Same record. The World Series this year features two teams that had the same regular season record, 97-65. This is the first World Series in over a half-century where the opposing teams had the same regular season record. Last time it happened was in 1958 when the 92-62 New York Yankees faced the 92-62 Milwaukee Braves. This is also only the fifth time it has happened in the 108-year history of the Fall Classic. It also happened in 1951, 1949 and 1903. Think about this: In the previous four times it occurred, the American League won the World Series. Good omen for the Red Sox?
Question: Does it really matter which World Series team had a better record in the regular season?
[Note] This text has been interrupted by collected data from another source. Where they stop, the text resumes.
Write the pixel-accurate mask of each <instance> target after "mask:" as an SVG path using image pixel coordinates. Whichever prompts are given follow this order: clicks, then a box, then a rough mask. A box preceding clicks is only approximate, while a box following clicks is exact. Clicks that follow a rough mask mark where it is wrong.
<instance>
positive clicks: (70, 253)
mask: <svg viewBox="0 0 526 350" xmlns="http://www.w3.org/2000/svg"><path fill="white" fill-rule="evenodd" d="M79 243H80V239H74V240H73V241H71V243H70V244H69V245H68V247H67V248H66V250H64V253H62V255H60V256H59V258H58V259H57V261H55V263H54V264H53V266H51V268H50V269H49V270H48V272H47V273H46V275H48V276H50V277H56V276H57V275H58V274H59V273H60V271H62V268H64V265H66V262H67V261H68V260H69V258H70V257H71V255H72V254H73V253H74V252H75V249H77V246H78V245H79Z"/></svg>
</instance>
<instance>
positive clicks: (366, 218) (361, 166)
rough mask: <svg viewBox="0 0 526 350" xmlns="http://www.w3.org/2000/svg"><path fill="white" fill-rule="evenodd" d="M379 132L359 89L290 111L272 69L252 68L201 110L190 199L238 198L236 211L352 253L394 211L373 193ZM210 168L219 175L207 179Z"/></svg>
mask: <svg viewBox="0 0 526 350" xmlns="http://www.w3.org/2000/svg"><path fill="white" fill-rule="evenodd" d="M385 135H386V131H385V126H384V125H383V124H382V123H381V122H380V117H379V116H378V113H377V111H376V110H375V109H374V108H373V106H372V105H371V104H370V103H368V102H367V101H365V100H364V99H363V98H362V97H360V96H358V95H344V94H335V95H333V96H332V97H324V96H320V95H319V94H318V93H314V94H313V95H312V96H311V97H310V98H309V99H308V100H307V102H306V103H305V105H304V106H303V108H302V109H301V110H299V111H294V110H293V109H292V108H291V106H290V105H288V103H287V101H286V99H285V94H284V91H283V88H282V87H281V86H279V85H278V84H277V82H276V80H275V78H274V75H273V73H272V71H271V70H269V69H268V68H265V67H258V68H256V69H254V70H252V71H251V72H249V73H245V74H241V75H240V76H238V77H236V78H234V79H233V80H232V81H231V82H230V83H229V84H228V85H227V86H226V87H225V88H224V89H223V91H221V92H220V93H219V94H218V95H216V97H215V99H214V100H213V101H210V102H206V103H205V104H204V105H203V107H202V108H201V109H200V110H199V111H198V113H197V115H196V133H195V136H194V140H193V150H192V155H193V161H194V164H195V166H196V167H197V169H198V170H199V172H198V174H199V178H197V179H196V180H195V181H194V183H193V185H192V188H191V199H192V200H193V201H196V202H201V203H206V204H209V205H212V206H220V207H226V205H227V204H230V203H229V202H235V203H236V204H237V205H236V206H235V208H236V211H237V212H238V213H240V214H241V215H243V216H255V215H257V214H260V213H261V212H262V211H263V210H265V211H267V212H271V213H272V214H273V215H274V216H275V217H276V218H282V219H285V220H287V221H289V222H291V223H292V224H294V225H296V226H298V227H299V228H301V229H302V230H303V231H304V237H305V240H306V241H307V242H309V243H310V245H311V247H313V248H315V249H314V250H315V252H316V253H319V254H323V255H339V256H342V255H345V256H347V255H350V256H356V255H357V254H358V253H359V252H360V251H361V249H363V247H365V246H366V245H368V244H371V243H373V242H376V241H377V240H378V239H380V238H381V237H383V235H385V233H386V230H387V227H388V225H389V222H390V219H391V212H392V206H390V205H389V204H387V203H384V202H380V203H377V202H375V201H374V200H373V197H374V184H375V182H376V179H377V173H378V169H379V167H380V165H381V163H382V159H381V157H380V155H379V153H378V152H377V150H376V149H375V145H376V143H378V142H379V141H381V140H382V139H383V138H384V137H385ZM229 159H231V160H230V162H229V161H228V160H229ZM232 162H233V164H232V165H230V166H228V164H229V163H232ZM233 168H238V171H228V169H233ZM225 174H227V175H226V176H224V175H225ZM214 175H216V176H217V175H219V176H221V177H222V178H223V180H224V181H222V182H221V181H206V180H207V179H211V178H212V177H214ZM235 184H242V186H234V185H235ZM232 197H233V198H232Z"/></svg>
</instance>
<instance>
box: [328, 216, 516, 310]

The World Series team with the better record has won 24 of the 52 World Series dating back to 1960.
Best record in league. Back in 1995 MLB went to the current format of three divisions in each league. Since 1995, this is only the third time that the team with the best record in the American League will face the team with the best record in the National League in the World Series. Both St. Louis and Boston had the best regular season records in their respective league. The other times it happened: 1999 World Series (Atlanta versus the New York Yankees) and 1995 (Cleveland versus Atlanta). In 2007, World Series foes Boston and Colorado tied for the best record in their leagues.
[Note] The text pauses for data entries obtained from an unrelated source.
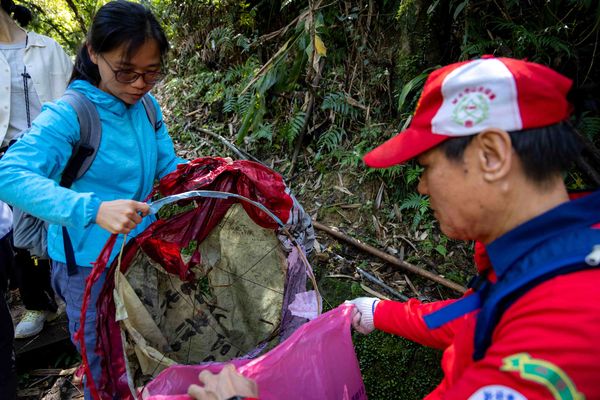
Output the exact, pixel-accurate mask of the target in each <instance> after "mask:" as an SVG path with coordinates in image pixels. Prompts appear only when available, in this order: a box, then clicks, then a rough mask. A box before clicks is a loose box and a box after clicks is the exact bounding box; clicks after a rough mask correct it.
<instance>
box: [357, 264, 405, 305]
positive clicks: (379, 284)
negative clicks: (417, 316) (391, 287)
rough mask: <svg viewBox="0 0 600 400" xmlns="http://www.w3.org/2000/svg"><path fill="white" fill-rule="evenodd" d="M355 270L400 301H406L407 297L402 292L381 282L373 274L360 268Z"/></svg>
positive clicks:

From last to the World Series: The Red Sox this year become the sixth team in MLB history to go from last place to the World Series in the following season. In 2012, Boston finished fifth in the five-team A.L. East, 26 games out of first place. Here’s a look at the teams that went from last place to the World Series in consecutive years.
Atlanta, 1990: Finished sixth in six-team division, 26 games out of first. Lost the World Series in 1991.
Minnesota, 1990: Finished fifth in five-team division, 29 games out of first. Won the World Series in 1991.
Philadelphia, 1992: Finished sixth in six-team division, 26 games out of first. Lost the World Series in 1993.
San Diego, 1997: Finished fourth in four-team division, 14 games out of first. Lost World Series in 1998.
Tampa Bay, 2007: Finished fifth in five-team division, 30 games out of first. Lost World Series in 2008.
Boston, 2012: Finished fifth in five-team division, 26 games out of first. ????????????????????????
You noticed that only one team (of the five) above won the World Series after being in last place the previous year, right? Bad omen for the Red Sox?